Auch die Abrechnung für andere Leistungsträger ist begünstigt
Soweit das FG eine eng mit der Sozialfürsorge verbundene Dienstleistung verneint hat, weil A die betreffende Abrechnungsleistung nicht gegenüber dem jeweiligen Hilfsbedürftigen erbracht hat, sondern gegenüber einem anderen Leistungserbringer, widerspricht dies dem EuGH-Urteil "Finanzamt D" (EU:C:2020:811). Denn danach hängt die Steuerbefreiung von Dienstleistungen nicht davon ab, an wen sie erbracht werden. Sie müssen lediglich einen für die Durchführung der Maßnahmen der Sozialfürsorge und der sozialen Sicherheit unerlässlichen Schritt darstellen (EuGH-Urteil "Finanzamt D", EU:C:2020:811, Rz 36).
Anerkannte Einrichtung mit sozialem Charakter
Bei dem A-Verband handelt es sich auch um eine anerkannte Einrichtung mit im Wesentlichen sozialem Charakter i.S.v. Art. 132 Abs. 1 Buchst. g MwStSystRL. Die Übernahme der Kosten durch die Sozialleistungsträger beruht auf speziellen vertraglichen Grundlagen. Nur auf Geheiß der Sozialleistungsträger hatte es A übernommen, Leistungen auch für dritte Leistungserbringer abzurechnen.
Zurückverweisung an das FG
Der BFH verwies die Sache an das FG zurück, da Feststellungen zur Höhe der steuerfreien Umsätze fehlen.
Hinweis: Geänderte Auffassung des BFH
Der BFH ging bisher davon aus, Leistungen seien dann nicht eng mit der Sozialfürsorge verbunden, wenn sie nicht unmittelbar gegenüber dem Hilfsbedürftigen, sondern an einen Unternehmer erbracht werden, der sie benötigt, um seine eigene steuerbefreite Ausgangsleistung an den jeweiligen Patienten oder Hilfsbedürftigen zu erbringen.
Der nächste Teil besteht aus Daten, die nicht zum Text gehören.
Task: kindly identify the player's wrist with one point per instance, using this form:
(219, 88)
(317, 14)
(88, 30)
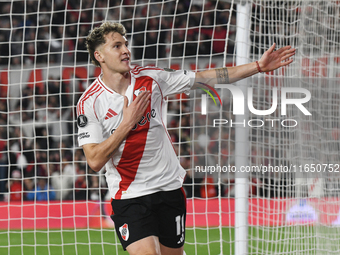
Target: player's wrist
(259, 66)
Dementsprechend wurde der Transport von Notärzten (als Leistung gegenüber dem Arzt und nicht gegenüber dem Patienten) nicht als steuerbefreit beurteilt (BFH v. 1.12.2020, XI R 46/08, BFH/NV 202011, 712). An dieser engen Auffassung hält der BFH nach dem EuGH-Urteil "Finanzamt D", EU:C:2020:811 nicht mehr fest.